The researchers collected longitudinal data to examine the conditions under which young adults are more likely to receive financial support for living expenses, or to live in the parental home. Although almost half of the respondents received either money for living expenses or lived with their parents (or both) in their mid-twenties, only 10-15% received financial or housing help when in their early 30s. The likelihood of receiving financial help decreased 15% each year, and the likelihood of living with parents decreased by 18% each year. Swartz, "These results indicate that young people do eventually become independent of parents as they grow older."
Beyond the effects of age, young people were more likely to receive help from their parents if they were students or had encountered recent difficulties such as a job loss, a serious illness, or a divorce. Swartz, "Parental aid serves as 'scaffolding' to help young people who are working towards financial self-sufficiency and as 'safety nets' for those who have experienced serious difficulties.
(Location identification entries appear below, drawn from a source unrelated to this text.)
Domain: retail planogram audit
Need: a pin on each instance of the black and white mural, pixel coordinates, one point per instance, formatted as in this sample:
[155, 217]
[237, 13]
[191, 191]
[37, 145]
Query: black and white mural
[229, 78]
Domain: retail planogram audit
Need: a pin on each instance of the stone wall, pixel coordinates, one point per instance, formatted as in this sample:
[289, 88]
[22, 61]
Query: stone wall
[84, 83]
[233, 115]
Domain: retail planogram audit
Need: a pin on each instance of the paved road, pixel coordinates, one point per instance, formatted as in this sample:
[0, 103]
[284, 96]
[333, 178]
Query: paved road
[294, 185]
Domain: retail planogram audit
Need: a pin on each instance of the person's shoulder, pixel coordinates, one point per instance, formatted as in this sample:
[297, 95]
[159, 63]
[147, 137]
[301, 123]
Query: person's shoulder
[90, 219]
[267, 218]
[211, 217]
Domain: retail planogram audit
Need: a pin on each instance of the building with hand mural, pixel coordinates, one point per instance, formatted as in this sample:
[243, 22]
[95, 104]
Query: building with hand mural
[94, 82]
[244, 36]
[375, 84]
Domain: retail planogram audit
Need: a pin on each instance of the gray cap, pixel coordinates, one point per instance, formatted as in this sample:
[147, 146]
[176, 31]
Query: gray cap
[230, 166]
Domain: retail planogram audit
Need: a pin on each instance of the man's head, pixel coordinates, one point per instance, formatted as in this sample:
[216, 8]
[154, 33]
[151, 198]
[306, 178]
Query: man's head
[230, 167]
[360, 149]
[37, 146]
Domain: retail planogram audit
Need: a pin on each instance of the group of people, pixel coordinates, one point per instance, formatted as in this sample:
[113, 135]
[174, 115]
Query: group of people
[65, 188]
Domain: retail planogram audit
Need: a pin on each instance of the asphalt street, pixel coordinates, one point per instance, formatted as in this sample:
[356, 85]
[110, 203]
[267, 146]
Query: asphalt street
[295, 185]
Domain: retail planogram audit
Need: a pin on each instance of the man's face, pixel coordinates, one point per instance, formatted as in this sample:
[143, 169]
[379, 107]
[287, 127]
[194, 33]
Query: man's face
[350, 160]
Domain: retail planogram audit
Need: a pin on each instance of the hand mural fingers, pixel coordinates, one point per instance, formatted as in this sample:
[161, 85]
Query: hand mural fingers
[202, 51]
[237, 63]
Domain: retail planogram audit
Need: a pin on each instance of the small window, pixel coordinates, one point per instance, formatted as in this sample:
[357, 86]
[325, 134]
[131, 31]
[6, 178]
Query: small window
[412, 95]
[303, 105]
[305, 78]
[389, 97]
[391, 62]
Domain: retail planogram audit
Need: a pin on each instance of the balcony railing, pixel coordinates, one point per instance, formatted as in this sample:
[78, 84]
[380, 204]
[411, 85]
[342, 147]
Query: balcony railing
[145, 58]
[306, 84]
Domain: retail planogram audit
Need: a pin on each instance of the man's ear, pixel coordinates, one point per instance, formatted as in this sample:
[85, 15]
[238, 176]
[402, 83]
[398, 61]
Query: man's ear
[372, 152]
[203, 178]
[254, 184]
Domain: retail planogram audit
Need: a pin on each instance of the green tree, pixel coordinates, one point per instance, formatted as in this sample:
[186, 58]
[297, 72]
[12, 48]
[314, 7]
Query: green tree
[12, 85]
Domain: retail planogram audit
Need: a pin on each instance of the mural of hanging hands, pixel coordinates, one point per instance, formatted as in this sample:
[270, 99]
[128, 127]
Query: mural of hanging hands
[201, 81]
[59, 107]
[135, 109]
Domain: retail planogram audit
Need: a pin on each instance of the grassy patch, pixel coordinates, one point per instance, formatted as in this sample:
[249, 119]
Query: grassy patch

In an economy that requires advanced education for good jobs, parents are more likely to aid their children when they are students. As the labor market offers fewer opportunities for stable, full-time, well-paid work for the young, parents often fill in when needed."
The authors find that parental support tapers as young adult children take on adult roles such as earning higher incomes or forming families, regardless of their age. Lead author Teresa Swartz, "Forming intimate partnerships, in the forms of marriage and cohabitation, appears to signal to parents that their children have moved into adulthood and should now be on their own. Although family formation is largely understood as a 'choice' today and not viewed as essential for achieving adult status, it does appear that parents and/or adult children themselves interpret family formation as an indicator that adult self-sufficiency is appropriate."
The findings provide evidence that families are adaptive and responsive to family members needs and troubles, and that parents are more likely to support adult children, even those who are older, to help them get through hard times and to help them attain self-sufficiency. The instability and rapid pace of change during early adulthood may make young adulthood a particularly vulnerable period necessitating a safety net more frequently than other stages in life.